Channel 10 declined to comment on the allegations.

Bui said the show helped him to grow up and also forged in him a vulnerability that would prove important for his musical progression. His sublime rendition of Abba’s Winner Takes It All during the series also gave him significant confidence and he admitted the program had boosted his profile in Vietnam, as well as among the country’s ex-pats in the United States.

The Adelaide-born singer’s parents fled from the south of Vietnam to a Malaysian refugee camp, which would be their home for six months, and eventually made it to Australia. He said medical records suggested he was conceived on the day his parents landed in Melbourne and he was born nine months and 10 days later.

Growing up, he worked for his family’s textiles business earning one cent for every jeans back pocket he could make after school each day. Sometimes he would sew 100 in an afternoon and head to the local milk bar for 100 jelly beans.


Bui’s parents showed disdain for his musical hopes in life until his father had a dream where he saw music notes. He then succumbed to what his son described as a particularly superstitious nature and put him into the Johnny Young Talent School, with fellow vocalist Anthony Callea as a classmate.

After losing 20kg, having his teeth straightened and his eyesight corrected with laser surgery, he joined boy band North, which proved a success across Asia before they split in 2006. He moved to Vietnam permanently on January 1, 2012 to start his multi-faceted arts academy, which is educating 315 children.

Bui, once one of only two Asians at his Melbourne primary school, said he had spent much of his young life trying to “fit in”. But he is now a significant star in his family’s homeland after being part of the recent television hit, Vietnam Voice and plans to travel to London next month to record a new album, a deeply personal collection of songs which is likely to be titled Rumour.
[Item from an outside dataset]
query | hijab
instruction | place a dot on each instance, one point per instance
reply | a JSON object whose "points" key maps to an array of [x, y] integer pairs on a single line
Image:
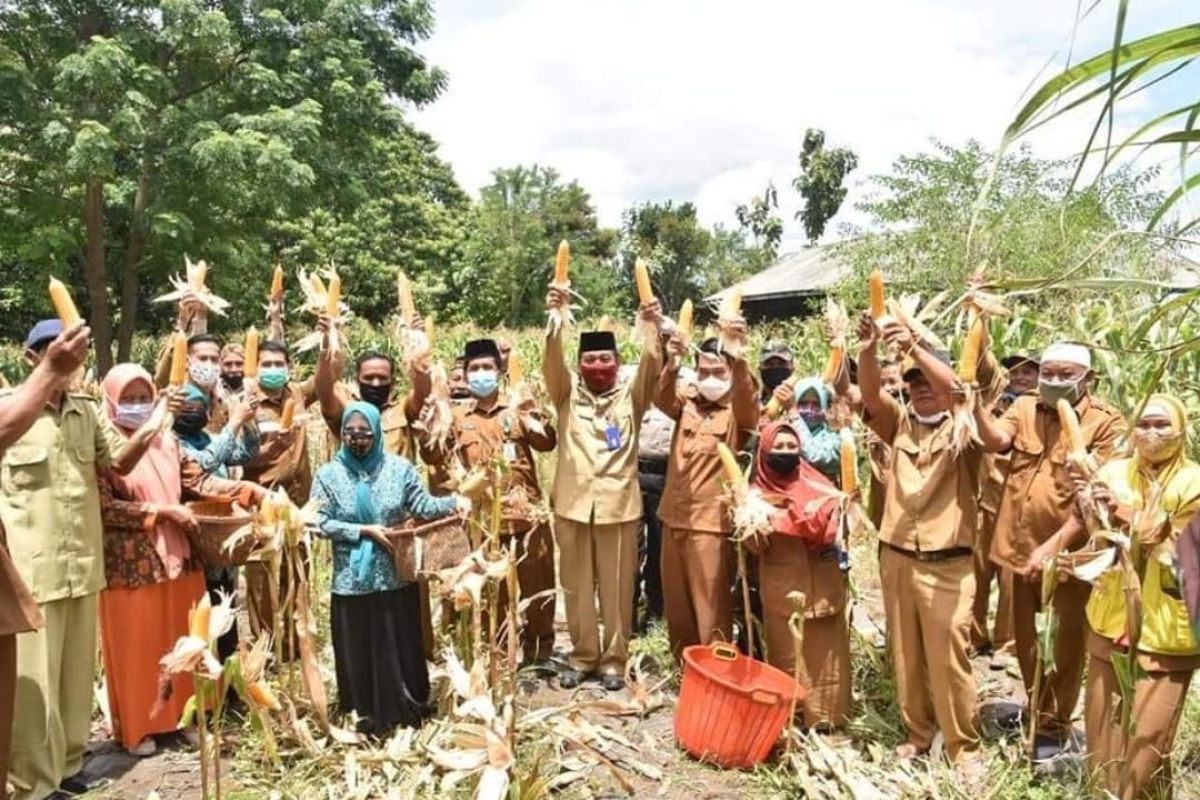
{"points": [[155, 477], [810, 498]]}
He believes it will bring him the international music standing he has long craved and become an even stronger role model for his students.

“My whole passion now is seeing my (academy) kids – the next generation – really do something and be open and accept the world and cross borders,” he said.

“I want to do it for the kids here who are all so talented and want to get out, they are also so afraid. For them to travel on a Vietnamese passport is so difficult so some of them can’t even see past their own district.

“My job now is to get out, break it, make it and come back and say, ‘Kids, this is all possible’. I love it and I dig that every day. Nothing is too hard, anything is possible.”